By RAWLINGS OTIENO
There is no relief for most patients after nurses vowed to continue with their strike even after the court ordered them to resume work last week.
The National Nurses Association of Kenya (NNAK) and the Kenya National Union of Nurses (KNUN) representatives said they would go on with the boycott until a return-to-work formula is reached.
KNUN Secretary General Seth Panyako accused the ministries of Medical Services and Public Health of disobeying court orders asking them to engage officials on a return-to-work formula.
“Ministry officials have continued to disobey court orders with impunity. The court ordered the ministries to engage nurses on a return-to-work formula, pending a decision by the Court of Appeal. This has not been fulfilled,” said Panyako.
The union officials spoke yesterday at a press briefing in Nairobi.
He said the nurses, the Public Service Commission and the Labour Ministry have been obeying court orders regarding the strike that has paralysed medical services in public hospitals across the country.
Panyako stressed their strike was still on until the health ministries sit down with them and draft the return to work formula.
“We wish to inform all our members that the nurses strike is still on and will only be called off once a return-to-work formula is in place,” added Panyako.
Flanked by NNAK Chairman Jeremiah Maina, who has since been dismissed by Kenyatta National Hospital (KNH), Panyako said nurses have a right to belong to a trade union.

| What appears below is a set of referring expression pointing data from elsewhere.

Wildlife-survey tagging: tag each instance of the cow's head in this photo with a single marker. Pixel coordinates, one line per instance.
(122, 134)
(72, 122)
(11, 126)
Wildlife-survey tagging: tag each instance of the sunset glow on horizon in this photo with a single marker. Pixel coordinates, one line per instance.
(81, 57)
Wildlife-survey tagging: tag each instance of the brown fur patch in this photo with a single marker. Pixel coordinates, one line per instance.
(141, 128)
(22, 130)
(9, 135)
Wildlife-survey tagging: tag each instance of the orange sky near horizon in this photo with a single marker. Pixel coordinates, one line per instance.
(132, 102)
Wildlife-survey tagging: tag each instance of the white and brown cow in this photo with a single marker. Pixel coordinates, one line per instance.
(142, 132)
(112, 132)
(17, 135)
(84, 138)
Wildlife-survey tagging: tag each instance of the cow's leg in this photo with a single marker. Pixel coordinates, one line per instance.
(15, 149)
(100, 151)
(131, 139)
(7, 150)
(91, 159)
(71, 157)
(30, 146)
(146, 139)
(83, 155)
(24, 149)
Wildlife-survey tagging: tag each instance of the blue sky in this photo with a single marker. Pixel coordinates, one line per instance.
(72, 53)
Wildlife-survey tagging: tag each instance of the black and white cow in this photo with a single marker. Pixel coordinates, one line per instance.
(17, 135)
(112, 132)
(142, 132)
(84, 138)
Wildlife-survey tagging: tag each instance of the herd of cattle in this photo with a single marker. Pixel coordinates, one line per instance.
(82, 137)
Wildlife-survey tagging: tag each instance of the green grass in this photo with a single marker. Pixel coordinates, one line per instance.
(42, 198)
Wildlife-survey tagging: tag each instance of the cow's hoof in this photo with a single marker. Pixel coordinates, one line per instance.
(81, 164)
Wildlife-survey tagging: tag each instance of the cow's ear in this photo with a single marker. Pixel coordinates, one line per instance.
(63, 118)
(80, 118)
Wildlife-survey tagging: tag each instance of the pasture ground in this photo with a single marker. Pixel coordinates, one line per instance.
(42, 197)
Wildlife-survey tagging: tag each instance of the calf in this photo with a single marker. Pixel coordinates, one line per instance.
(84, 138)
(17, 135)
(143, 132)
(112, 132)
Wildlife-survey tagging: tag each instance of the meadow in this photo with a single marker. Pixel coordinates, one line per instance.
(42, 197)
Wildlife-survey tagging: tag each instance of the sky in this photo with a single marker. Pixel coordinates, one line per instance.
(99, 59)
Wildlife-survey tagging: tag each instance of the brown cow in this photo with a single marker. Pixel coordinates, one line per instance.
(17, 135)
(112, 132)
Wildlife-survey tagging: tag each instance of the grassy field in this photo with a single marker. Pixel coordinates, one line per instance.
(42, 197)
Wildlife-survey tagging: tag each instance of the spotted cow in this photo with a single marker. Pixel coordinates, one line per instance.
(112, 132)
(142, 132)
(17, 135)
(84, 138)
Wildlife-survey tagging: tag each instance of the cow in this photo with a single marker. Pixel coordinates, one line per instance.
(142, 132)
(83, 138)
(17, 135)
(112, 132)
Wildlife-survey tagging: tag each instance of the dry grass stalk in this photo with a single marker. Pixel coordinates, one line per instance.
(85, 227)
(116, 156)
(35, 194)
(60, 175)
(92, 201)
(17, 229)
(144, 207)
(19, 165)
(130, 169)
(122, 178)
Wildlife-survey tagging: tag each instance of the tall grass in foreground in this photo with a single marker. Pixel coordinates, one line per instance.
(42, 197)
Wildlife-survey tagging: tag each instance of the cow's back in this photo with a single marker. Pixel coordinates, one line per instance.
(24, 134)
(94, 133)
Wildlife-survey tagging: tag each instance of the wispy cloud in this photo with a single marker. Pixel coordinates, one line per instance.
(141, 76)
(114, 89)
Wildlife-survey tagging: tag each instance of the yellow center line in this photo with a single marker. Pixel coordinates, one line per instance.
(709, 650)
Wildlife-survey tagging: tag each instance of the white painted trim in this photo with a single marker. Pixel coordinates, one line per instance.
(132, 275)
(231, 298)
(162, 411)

The nurses’ strike has persisted due to the fact that most nurses are members of the Kenya Union of Domestic, Hotels, Educational Institutions, Hospitals and Allied Workers (KUDHEIHA), and the Union of Kenya Civil Servants (UKCS), which have opposed the strike.
The industrial action comes at a time when the political mood is tense with less than three months to the March 4 elections.
But the two nurses’ bodies say they are ready to fight to the end, even with the next Government if the current one does not address their grievances.
Court orders issued by Industrial Court Justice Matthews Nduma, direct the interested parties to engage in dialogue.
The striking nurses argue they have been unable to air their grievances due to lack of a registered single nurses’ trade union.